確かにアップルが、向こうでは、もっと頑張っているというのは確かなんだけど、まぁ、メジャーの範囲には入らないんじゃないかと思うんですよ。しかし、当然、お店なんかは何件も有るわけですけどね。Newton
Souseとか、PDA Directとか、Newton Storeとか有るわけですから、その差が大きいし、後、向こうでは、モトローラとか、デジタルオーシャンと、アップル以外のところが、やっているわけですから、その分、多く目に触れるということは有るんじゃないかと思うんですね。」
「現在、日本では、Newtonを売っているお店自体が限られてしまっている理由なんですが、そういう物に関しては、現状で満足はしていらっしゃいます?」
リチャード
「いや、全然。
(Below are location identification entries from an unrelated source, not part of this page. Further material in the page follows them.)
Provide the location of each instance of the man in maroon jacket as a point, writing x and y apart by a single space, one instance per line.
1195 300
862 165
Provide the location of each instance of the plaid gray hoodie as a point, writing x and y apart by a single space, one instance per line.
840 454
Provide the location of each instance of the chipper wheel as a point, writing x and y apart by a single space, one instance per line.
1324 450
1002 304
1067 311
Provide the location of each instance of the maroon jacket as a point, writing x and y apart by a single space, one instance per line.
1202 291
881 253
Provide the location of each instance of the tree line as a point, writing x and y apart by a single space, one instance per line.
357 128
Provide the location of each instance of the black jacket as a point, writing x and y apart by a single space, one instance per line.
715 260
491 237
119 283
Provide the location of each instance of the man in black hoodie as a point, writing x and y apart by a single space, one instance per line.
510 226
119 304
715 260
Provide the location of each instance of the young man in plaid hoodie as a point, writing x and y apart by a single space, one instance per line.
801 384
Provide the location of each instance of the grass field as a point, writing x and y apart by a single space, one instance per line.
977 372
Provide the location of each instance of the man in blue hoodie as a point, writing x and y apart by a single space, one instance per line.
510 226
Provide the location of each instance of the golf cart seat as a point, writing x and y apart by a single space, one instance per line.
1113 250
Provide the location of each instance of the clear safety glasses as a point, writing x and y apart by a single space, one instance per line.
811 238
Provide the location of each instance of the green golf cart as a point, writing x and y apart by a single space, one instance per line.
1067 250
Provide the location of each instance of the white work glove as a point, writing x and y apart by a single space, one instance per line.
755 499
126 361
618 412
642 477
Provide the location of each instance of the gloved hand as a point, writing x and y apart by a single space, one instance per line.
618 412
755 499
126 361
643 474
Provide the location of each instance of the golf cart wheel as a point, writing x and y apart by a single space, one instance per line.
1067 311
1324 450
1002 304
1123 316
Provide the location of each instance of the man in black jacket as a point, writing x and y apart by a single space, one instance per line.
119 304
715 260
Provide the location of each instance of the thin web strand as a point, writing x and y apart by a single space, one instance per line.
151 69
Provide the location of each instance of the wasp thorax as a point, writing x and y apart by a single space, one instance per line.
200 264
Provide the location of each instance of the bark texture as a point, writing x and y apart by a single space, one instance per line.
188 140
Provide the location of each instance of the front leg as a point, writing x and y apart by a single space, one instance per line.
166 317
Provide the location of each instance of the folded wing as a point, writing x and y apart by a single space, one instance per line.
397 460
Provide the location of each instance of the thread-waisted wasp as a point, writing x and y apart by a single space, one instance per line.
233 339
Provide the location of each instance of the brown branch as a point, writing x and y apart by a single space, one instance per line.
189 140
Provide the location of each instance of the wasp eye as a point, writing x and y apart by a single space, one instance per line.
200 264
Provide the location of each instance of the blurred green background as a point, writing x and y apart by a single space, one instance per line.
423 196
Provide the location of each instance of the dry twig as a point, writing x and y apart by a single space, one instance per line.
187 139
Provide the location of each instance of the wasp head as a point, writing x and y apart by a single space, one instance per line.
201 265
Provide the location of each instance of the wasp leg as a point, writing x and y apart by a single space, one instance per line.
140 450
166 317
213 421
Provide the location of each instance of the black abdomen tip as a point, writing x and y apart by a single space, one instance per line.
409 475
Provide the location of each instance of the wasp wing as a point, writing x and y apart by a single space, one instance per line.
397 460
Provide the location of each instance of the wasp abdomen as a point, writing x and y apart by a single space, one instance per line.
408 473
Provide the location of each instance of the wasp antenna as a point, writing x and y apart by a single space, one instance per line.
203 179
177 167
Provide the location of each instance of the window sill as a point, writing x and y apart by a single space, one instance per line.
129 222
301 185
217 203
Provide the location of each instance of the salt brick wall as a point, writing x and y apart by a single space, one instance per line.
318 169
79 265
それは、当然ですね。
まぁ、今の所は、まだ良いけれど、もう、有る程度、限界が見えてしまっているわけですからね。
例えば、雑誌になんか、いっぱい、たぶん向こうの雑誌より、日本の雑誌の方が、ちゃんと取り上げてくれるわけですから、そういう意味では非常に有り難いことなんですけど。だけど、雑誌で見ても実際触る機会が少ない、EXPOぐらいしか、目に入ることがないだろうと、いう事なんですね。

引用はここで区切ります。